The Explain operation of MaxCompute SQL helps to display the description of the final execution plan structure corresponding to a DML statement. The execution plan is the program used at the final stage to run SQL semantics.

Function definition:
EXPLAIN <DML query>;
The execution result of ‘explain’ includes the following:
  • The dependency structure of all the tasks corresponding to this DML statement.
  • All task dependency structures in a task.
  • All operator dependency structures in a task.
For examples
EXPLAIN
SELECT abs(a.key), b.value FROM src a JOIN src1 b ON a.value = b.value;
The output result of Explain consists of the following parts:
  • The dependency between jobs: job0 is root job, As the query requires one job (job0), only one row of information is required.
  • The dependency between tasks:
    In Job job0:
    root Tasks: M1_Stg1, M2_Stg1
    J3_1_2_Stg1 depends on: M1_Stg1, M2_Stg1

    Job0 contains three tasks, among which M1_Stg1 and M2_Stg1 are run first, followed by J3_1_2_Stg1.

    The naming rules of tasks are as follows:
    • MaxCompute contains four types of tasks: MapTask, ReduceTask, JoinTask, and LocalWork.
    • The first letter of a task name represents the current task type. For example, M2Stg1 is a MapTask.
    • The number following the first letter represents the current task ID, which must be unique in all tasks corresponding to the current query.
    • The numbers separated by underscores (_) represent the direct dependencies of the current task. For example, J3_1_2_Stg1 indicates that the current task (whose ID is 3) depends on two tasks whose IDs are 1 and 2.
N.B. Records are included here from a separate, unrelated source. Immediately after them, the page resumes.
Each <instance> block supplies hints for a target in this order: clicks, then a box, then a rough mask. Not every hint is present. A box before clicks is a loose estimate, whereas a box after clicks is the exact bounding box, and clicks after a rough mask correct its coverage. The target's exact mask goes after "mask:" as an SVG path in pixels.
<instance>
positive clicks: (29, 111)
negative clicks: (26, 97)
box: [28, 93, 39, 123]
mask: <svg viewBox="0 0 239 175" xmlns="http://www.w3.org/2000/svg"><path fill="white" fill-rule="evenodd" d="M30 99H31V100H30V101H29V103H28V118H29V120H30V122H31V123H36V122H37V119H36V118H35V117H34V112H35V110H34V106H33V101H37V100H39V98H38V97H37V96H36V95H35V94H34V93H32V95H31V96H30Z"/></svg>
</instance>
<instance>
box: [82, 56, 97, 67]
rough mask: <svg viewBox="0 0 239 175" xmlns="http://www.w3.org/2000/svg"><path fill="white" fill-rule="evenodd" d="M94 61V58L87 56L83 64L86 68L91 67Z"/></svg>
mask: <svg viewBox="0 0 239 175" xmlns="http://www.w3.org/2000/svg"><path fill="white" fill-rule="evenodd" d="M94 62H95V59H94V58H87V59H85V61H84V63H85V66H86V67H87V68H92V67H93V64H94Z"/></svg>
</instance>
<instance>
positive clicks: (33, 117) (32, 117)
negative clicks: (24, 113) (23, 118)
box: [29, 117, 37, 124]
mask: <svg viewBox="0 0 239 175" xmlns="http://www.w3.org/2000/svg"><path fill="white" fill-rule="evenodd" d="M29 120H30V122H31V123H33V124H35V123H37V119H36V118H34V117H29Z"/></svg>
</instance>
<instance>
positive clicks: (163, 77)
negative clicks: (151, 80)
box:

  • The third part is the operator structure in the task. The operator string describes the execution semantics of a task:
    In Task M1_Stg1:
      Data source: yudi_2.src # Data source describes the input content of the current task
      TS: alias: a # TableScanOperator
          RS: order: + # ReduceSinkOperator
              keys:
                   a.value
              values:
                   a.key
              partitions:
                   a.value
    In Task J3_1_2_Stg1:
      JOIN: a INNER JOIN b # JoinOperator
          SEL: Abs(UDFToDouble(a._col0)), b._col5 # SelectOperator
              FS: output: None # FileSinkOperator
    In Task M2_Stg1:
      Data source: yudi_2.src1
      TS: alias: b
          RS: order: +
              keys:
                   b.value
              values:
                   b.value
              partitions:
                   b.value
    • Description of operators:
      • TableScanOperator: Describes the logic of FROM statement blocks in a Query statement. The input table name (alias) is displayed in the EXPLAIN results.
      • SelectOperator: Describes the logic of SELECT statement blocks in a QUERY statement. The columns to be passed to the next operator are displayed in the Explain results, separated by commas (,). 
        • If column references are to be passed, < alias >.< column_name > is displayed
        • If expression results are to be transmitted, they are displayed as functions, for example, func1(arg1_1, arg1_2, func2(arg2_1, arg2_2)).
        • If constants are to be passed, the values are directly displayed.
      • FilterOperator: Describes the logic of WHERE statement blocks in a QUERY statement. A WHERE condition expression is displayed in the Explain results, with the display rules similar to those of SelectOperator.
      • JoinOperator: Describes the logic of JOIN statement blocks in a QUERY statement. Both the tables to be joined and the JOIN method are displayed in the Explain results.
      • GroupByOperator: Describes the logic of aggregate operations. This structure is displayed if an aggregate function is used in a QUERY statement. The aggregate function content is displayed in the Explain results.
      • ReduceSinkOperator: Describes the logic of data distribution operations between tasks. If the result of the current task is to be passed to another task, ReduceSinkOperator must be used at the end of the current task to perform the data distribution operation. The sorting method of output results, distributed keys, values, and columns used to calculate the hash value are displayed in the Explain results.
      • FileSinkOperator: Describes the storage operation of final data. If Insert statement blocks exist in the QUERY statement, the target table name is displayed in the Explain results.
      • LimitOperator: Describes the logic of Limit statement blocks in a QUERY statement. The number of LIMIT is displayed in the Explain results.
      • MapjoinOperator: Similar to JoinOperator, it describes JOIN operations in large tables.
Note
If a QUERY statement is so complicated that Explain has too many results, API restrictions are triggered, which leads to incomplete display of Explain results.  In this case, you can split the QUERY and perform the Explain operation on each part to understand the job structure.